The neaSNOM system allows for recording infrared spectra with a thermal source at a resolution that is 100 times better than in conventional FT-IR infrared spectroscopy.
The absorption of infrared radiation is characteristic for the chemical composition and structure of materials. Infrared spectroscopy has thus become an important tool for characterizing and identifying materials and is widely applied in different sciences and technologies including materials sciences and biomedical diagnostics. However, with conventional optical instruments, such as Fourier-transform (FTIR) infrared spectrometers, the light cannot be focused to spot sizes below several micrometers.

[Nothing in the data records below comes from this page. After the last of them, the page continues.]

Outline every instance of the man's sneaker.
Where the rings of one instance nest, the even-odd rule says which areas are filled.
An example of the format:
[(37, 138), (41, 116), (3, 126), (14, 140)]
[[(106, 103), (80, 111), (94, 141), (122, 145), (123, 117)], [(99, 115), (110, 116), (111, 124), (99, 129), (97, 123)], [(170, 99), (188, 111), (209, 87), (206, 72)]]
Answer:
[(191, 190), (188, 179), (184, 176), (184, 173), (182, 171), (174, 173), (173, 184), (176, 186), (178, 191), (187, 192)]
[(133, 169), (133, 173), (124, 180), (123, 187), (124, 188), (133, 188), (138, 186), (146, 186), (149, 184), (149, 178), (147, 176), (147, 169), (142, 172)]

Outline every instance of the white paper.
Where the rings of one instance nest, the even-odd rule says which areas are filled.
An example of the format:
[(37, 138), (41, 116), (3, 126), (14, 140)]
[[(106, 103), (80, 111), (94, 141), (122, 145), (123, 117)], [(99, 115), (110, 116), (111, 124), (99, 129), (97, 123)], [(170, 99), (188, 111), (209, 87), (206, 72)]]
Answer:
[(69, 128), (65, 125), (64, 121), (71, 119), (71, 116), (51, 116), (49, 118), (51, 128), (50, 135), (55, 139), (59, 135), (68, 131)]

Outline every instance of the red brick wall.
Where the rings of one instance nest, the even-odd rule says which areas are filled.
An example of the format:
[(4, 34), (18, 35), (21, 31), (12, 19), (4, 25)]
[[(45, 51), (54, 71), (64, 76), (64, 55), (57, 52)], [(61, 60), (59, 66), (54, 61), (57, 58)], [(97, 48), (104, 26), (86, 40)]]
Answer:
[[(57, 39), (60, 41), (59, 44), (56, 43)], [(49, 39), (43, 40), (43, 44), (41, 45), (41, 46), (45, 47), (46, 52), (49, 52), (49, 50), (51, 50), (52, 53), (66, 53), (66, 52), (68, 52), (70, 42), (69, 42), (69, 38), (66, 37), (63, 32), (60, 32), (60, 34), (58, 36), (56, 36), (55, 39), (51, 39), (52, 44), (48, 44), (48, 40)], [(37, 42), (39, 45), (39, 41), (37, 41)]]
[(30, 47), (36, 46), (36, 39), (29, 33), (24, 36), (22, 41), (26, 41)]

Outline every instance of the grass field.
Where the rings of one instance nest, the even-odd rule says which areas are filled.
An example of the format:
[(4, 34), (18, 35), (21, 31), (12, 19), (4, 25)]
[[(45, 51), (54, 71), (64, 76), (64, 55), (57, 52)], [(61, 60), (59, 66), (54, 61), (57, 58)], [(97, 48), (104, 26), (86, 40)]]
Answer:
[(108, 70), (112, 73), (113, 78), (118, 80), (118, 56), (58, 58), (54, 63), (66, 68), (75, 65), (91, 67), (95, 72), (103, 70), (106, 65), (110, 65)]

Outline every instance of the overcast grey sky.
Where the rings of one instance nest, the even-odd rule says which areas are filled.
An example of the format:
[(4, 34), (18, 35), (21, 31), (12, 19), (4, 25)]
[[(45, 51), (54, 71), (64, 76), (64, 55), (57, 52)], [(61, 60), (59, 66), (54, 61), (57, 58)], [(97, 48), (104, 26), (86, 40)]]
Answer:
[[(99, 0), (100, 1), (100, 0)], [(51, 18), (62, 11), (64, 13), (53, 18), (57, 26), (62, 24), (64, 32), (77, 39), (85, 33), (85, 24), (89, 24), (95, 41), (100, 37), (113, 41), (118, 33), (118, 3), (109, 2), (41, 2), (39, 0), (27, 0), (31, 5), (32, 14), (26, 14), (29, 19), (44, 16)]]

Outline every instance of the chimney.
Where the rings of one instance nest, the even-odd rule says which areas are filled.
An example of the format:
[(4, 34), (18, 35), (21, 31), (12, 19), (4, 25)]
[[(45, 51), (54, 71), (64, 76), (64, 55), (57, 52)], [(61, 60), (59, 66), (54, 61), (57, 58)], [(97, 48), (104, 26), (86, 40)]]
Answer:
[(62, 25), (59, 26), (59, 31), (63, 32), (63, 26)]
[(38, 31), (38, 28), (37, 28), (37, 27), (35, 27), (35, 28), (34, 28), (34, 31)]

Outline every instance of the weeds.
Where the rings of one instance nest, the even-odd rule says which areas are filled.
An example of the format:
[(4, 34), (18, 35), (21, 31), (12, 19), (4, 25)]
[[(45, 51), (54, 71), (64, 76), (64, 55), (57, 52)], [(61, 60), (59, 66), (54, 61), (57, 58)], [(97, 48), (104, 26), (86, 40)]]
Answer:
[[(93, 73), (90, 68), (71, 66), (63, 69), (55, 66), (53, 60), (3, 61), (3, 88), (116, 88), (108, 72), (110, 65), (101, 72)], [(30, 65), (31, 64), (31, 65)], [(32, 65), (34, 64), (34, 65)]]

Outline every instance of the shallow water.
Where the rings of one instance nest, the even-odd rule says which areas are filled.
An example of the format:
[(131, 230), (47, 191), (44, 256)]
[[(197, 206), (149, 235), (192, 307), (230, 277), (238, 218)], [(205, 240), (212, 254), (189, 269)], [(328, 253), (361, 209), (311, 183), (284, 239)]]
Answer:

Infrared nanospectroscopy with a thermal source based on the neaSNOM system enables infrared spectroscopy at a resolution far below the diffraction limit. The sketch shows an atomic force microscope tip probing a sample. The tip is illuminated with the broadband infrared radiation from of a thermal source and the backscattered light is analyzed with a Fourier-transform spectrometer, yielding local infrared spectra with a spatial resolution better than 100 nm. The displayed graph shows local infrared spectra of differently processed oxides in an industrial semiconductor device.
In future, the technique could be applied for analyzing the local chemical composition and structure of nanoscale materials in polymer composites, semiconductor devices, minerals or biological tissue.